Intel is likewise updating its Turbo Boost technology on some of the higher end models of the Core X line, with what it calls Turbo Increase Max 3.0. The company explains that while the extra cores on the Core X models will improve multitasking efficiency, the addition of innovations like Turbo Boost Max 3.0 guarantees that each core is likewise able to attain better efficiency. (Intel declares that the Core X series reaches 10 percent quicker multithread efficiency over the previous generation, and 15 percent much faster single thread).
The new, multi-core models also reveal that Intel is major about staying up to date with AMD, whose just recently launched Ryzen processors are seen by many as the first viable competitor to Intel’s juggernaut Core series in years.

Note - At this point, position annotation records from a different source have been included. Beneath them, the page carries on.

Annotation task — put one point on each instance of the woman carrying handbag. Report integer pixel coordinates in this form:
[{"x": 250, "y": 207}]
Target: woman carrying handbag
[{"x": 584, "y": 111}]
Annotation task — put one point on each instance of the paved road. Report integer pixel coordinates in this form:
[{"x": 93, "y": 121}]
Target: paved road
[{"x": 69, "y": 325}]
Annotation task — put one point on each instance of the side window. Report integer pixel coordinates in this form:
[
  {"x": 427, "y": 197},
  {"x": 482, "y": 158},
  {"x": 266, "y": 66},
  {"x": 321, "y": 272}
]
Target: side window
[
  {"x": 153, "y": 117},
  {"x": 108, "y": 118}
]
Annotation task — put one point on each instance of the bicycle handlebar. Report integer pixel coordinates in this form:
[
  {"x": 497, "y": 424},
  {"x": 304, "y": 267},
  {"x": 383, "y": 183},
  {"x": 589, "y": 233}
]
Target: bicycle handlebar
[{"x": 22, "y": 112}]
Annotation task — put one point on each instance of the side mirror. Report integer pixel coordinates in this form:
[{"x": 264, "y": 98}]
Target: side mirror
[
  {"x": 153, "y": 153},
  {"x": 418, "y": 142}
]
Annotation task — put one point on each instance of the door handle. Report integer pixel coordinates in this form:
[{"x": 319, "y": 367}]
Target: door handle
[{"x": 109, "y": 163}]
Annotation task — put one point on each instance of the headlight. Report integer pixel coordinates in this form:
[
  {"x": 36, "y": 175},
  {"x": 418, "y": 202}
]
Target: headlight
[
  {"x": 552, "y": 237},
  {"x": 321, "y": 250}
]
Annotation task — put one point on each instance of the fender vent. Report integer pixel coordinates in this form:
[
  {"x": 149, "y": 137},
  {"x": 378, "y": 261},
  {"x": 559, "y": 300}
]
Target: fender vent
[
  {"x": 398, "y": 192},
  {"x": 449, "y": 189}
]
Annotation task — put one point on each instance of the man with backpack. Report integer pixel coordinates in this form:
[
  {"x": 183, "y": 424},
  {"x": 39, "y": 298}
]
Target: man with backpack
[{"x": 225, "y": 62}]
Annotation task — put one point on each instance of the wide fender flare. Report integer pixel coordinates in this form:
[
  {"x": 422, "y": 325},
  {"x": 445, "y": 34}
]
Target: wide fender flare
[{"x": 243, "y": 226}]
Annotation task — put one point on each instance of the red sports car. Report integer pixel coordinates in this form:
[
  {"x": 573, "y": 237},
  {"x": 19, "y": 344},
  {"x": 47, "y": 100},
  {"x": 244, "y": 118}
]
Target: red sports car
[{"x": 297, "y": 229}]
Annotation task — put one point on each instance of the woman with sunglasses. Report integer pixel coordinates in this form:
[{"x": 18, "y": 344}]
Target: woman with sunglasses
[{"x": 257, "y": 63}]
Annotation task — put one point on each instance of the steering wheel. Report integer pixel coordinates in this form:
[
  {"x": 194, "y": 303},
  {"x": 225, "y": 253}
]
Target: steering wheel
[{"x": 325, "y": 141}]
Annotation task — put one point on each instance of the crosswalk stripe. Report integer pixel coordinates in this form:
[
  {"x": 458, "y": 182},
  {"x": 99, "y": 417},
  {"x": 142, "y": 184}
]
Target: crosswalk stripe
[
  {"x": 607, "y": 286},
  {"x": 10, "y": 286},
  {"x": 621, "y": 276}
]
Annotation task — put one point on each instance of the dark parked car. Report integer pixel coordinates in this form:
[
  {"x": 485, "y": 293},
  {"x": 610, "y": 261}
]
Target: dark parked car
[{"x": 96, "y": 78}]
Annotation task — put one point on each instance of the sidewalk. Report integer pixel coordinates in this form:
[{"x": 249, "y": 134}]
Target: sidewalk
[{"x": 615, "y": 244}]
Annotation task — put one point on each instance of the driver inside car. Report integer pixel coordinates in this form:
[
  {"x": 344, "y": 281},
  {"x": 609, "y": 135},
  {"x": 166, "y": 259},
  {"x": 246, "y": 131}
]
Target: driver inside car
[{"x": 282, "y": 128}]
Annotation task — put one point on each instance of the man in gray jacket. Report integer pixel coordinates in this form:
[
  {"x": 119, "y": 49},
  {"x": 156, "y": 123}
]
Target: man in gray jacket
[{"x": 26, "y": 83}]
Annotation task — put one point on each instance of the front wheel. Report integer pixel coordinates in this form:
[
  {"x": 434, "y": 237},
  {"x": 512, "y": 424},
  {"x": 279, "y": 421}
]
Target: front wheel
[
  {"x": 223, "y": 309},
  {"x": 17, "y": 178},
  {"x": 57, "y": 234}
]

AMD is planning to launch its own high-end enthusiast Ryzen line– called the “Threadripper”— later on this year with as much as 16-cores and 32-threads, something that the freshly revealed 18-core i9 Extreme will contend head-to-head versus.
In addition to the new high-end Core X household, Intel likewise had a brief upgrade on the still forthcoming 8th-generation line of mainstream Intel chips, reported to be code-named Coffee Lake. While early reports from the company promised a 15 percent enhancement over the present 7th generation Kaby Lake line, today Intel announced that it’s seeing even higher performance, with improvements as much as 30 percent over Kaby Lake. That stated, there’s still no upgrade on when we’ll start seeing the so-called Coffee Lake chips in actual computer systems.